Ohana, the spectacular new home on Longboat Key, is more than the just the most expensive property in town. It’s also a glimpse into Sarasota’s future, where one-of-a-kind showplace homes are already beginning to lure the world’s super rich to our corner of Florida.
Every day, it seems, writers and photographers show up to document the home’s design for the media. A TV crew from Qatar is preparing a feature. And real estate bloggers from all over the world are chiming in with gushing praise.
For Sarasotans, Ohana has a special significance. Here is something new. It’s like a page is being turned, from the hermetically sealed Mediterranean mansions of the past to something much more elegant and sophisticated. Ohana celebrates two of Sarasota’s greatest glories — its modernist architecture and its beach lifestyle. Here, no matter the price of the home — and Ohana is listed at $22 million — chances are the lucky owner still has a little sand in his very expensive shoes.
Ohana was built by a wealthy Canadian family who lavished three years and a medium-size fortune on getting their dream home just right. They hired Guy Peterson — definitely Sarasota’s architect of the moment — to design the home, builder Michael Walker to execute the structurally complicated plans, and renowned landscape designer Raymond Jungles (yes, that’s his real name) to turn the two-and-a-half acres of beachfront into a tropical resort.
And “resort” is the key word here. Ohana feels like that exclusive getaway in the South Seas that you sometimes stumble across online: turquoise water, white sand, and deceptively simple rooms that rely on nature for beauty. And as in a resort, separate areas create retreat-like spaces for privacy while others — the pool, beach, and tennis court — offer conviviality and recreation.
The original bones of the compound date back to the 1950s, with a 2,900-square-foot beach home. Peterson turned the structure into a Zen-like guest house, spare and elegant, with large expanses of glass that draw the sea oats and white sand indoors. To one side is a large swimming pool, designed by Jungles, with a shallow “sunning shelf” and a deeper area for serious swimming. A chickee hut, the local equivalent of the classic tiki hut, covers a portion of the water. The property contains several “chickees” built using the traditional methods and materials of the Miccosukee Indians — palm thatch covering a cypress roof structure.

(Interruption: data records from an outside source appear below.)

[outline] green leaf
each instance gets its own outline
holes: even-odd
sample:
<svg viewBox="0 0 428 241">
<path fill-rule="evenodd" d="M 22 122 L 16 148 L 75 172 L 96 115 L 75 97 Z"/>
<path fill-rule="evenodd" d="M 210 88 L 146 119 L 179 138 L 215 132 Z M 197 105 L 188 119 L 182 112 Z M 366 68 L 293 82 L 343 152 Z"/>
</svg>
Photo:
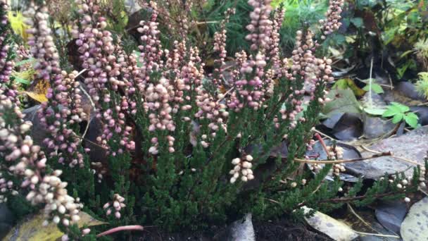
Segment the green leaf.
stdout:
<svg viewBox="0 0 428 241">
<path fill-rule="evenodd" d="M 322 113 L 331 117 L 337 113 L 361 113 L 360 102 L 351 89 L 332 89 L 327 94 L 332 99 L 322 109 Z"/>
<path fill-rule="evenodd" d="M 391 102 L 391 104 L 392 105 L 392 106 L 396 106 L 396 107 L 398 108 L 398 109 L 400 109 L 400 111 L 403 112 L 403 113 L 408 112 L 408 111 L 409 111 L 410 110 L 410 109 L 409 108 L 409 106 L 405 106 L 405 105 L 401 104 L 400 103 Z"/>
<path fill-rule="evenodd" d="M 391 117 L 400 113 L 400 111 L 394 110 L 391 107 L 391 106 L 389 106 L 388 109 L 385 112 L 384 112 L 384 113 L 382 114 L 382 117 Z"/>
<path fill-rule="evenodd" d="M 15 81 L 24 85 L 30 85 L 30 80 L 27 80 L 16 76 L 15 76 Z"/>
<path fill-rule="evenodd" d="M 416 118 L 415 118 L 415 116 L 410 115 L 410 113 L 410 113 L 408 115 L 404 116 L 404 121 L 405 121 L 405 123 L 408 123 L 412 128 L 416 128 L 416 127 L 417 126 L 417 116 L 415 115 L 416 116 Z"/>
<path fill-rule="evenodd" d="M 396 124 L 396 123 L 399 123 L 400 121 L 401 121 L 403 120 L 403 117 L 404 117 L 404 114 L 399 113 L 394 116 L 394 118 L 392 118 L 392 123 L 394 124 Z"/>
<path fill-rule="evenodd" d="M 384 89 L 382 89 L 382 87 L 377 84 L 372 84 L 372 89 L 373 89 L 376 94 L 384 93 Z"/>
<path fill-rule="evenodd" d="M 378 108 L 365 108 L 364 111 L 372 116 L 382 116 L 386 111 L 386 110 L 384 109 Z"/>
</svg>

Set a little further inland are the three new pavilions, elevated and connected by outdoor walkways. Farthest south are a guest suite and staff quarters. Next comes the main living area, with a large gathering space more than 40 feet long. The surprisingly small — but very deluxe — kitchen opens off the living area, reinforcing the fact that this is a vacation home for family and friends. A wet bar and a “breakfast nook” — actually the size of a dining room — add flexibility to the space, and a semi-circular media room is tucked off to one side.
The northern-most pavilion is Ohana’s tour-de-force, featuring what may well be the most beautiful bedroom in Sarasota. The ceiling soars more than 14 feet high and glass walls enclose three sides of the room. Because of the way the structure is situated, the view to the north encompasses several miles of white sand beach with no other houses visible.
The master bath is entered through large sliding doors set on ball bearings, rather like an elaborate barn door. There are his and her water closets, each with the “light box” walls that have become a Peterson signature. The bathtub is filled through a waterfall mechanism but it is the shower that provides the real wow factor: it’s 8 by 10 feet, with various sprays, some wall-mounted, and a programmed lighting and sound system. There’s even a window offering a view of the Gulf.
Ohana — it means “family” in Hawaiian — is a large home with many distinct spaces, and it was Peterson’s challenge to make everything seem part of the whole. He has done this by using a limited vocabulary of materials, all luxurious and deluxe, which repeat his design theme of wood and stone. The floors in most rooms are white oak set in borders of Philippine shellstone, the oversized interior doors are of Douglass fir and mahogany, and the vaulted ceilings are also clad in carefully detailed mahogany. Built-in cabinets are teak.
And there are touches you don’t expect. The home’s glass walls are tinted so as not to confuse newborn turtle hatchlings with bright lighting. There is not just one elevator but two; the one in the master descends directly to the pool and garage. There’s air-conditioned parking for seven or eight cars, and a catering facility on the ground level. The most surprising touch is the cleverly hidden powder room near the living area. Hidden behind a sculptural wooden panel, you’d never know it was there.
Who will buy Ohana?
Realtor Deborah Beacham of Michael Saunders & Co., who is handling the sale, feels it will be someone who, up until now, would have headed for Naples or Palm Beach. In the race to capture the high-profile celebrities and mega-rich CEOs, our neighboring cities to the south and the east have traditionally held the edge.
But maybe not anymore. Ohana is raising the bar. Sarasota is now firmly on the radar of the world’s rich and famous, drawn by our informality, our culture and our incredible beaches.
And our prices don’t hurt either. Even the rich love a deal. Ohana, with its $22 million price tag, would easily cost twice that in Naples — if you could find something so unique.